Survei ini dilakukan terhadap 145 ahli bidang politik, ekonomi, sosial, budaya dan hankam, yang tersebar di 11 provinsi selama kurun waktu April hingga Juli 2018. Kegiatan survei ini, sebagai bagian pelaksanaan kegiatan survei "pemetaan kondisi politik, ekonomi, sosial-budaya dan pertahanan-keamanan menjelang pemilu serentak 2019: dalam Rangka Penguatan Demokrasi" yang merupakan bagian dari Program Prioritas Nasional (PN) tahun 2018.  

Syarif mengatakan dari survei ahli yang dilakukan tim peneliti LIPI itu diketahui bahwa tindakan persekusi yang belakangan marak terjadi di masyarakat mayoritas disebabkan penyebaran berita hoaks (92,4 persen), ujaran kebencian (90,4 persen), radikalisme (84,2 persen), kesenjangan sosial (75,2 persen) , perasaan terancam oleh orang atau kelompok lain (71,1 persen), sedangkan aspek relijiusitas (67,6 persen) dan ketidakpercayaan antarkelompok/suku/agama/ras (67,6 persen). 

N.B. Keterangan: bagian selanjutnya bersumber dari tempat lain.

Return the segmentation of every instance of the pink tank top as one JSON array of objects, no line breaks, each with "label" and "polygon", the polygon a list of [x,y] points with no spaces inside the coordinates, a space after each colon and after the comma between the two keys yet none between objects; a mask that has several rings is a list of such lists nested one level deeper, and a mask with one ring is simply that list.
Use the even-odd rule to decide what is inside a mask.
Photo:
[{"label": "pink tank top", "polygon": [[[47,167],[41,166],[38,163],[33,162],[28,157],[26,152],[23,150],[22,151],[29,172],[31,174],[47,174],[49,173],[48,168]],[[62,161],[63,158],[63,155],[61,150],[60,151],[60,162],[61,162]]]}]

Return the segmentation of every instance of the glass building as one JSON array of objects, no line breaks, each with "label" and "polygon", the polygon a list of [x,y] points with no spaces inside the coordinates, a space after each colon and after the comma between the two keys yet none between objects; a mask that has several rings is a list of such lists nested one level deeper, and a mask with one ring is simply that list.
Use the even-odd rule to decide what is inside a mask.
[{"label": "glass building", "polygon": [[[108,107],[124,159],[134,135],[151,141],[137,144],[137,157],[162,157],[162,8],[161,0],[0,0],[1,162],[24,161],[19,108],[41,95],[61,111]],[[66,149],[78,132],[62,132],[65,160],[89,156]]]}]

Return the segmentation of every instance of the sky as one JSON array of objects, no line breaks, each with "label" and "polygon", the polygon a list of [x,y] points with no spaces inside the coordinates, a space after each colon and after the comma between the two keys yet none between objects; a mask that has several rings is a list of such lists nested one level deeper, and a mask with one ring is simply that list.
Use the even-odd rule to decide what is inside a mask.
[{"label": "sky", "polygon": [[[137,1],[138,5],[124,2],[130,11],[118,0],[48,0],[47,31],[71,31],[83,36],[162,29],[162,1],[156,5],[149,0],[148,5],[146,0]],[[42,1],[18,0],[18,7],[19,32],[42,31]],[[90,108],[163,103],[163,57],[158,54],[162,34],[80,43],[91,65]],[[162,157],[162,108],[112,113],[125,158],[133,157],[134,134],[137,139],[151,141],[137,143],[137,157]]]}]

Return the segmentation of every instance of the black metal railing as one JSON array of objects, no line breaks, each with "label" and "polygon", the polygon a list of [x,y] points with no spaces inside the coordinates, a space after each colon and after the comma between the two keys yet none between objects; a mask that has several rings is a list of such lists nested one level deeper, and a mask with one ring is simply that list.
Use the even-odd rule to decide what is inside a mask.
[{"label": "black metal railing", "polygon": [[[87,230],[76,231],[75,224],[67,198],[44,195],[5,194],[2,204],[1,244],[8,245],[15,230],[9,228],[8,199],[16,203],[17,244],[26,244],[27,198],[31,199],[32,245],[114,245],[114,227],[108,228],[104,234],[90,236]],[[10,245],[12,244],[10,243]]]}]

Persentase itu menurut dia, menunjukkan bahwa isu SARA tidak begitu signifikan terjadi di tingkat akar rumput melainkan hanya merupakan isu yang dipolitisasi para elite politik. 

Sehingga Syarif mengatakan solusi mengatasi berkembangnya isu SARA adalah dengan mengelola dan mengendalikan perilaku elite politik. 

Peneliti LIPI Prof. Dr. Syamsuddin Haris mengajak seluruh pihak mengimbau elite politik kembali ke jalan yang benar dengan tidak mempolitisasi SARA demi kepentingan jangka pendek. 

"Politisasi SARA dampaknya sangat besar. Jangan mudah melakukan manipulasi dan politisasi yang mengatasnamakan SARA, ini akan mengakibatkan konflik horizontal," jelas Syamsuddin Haris.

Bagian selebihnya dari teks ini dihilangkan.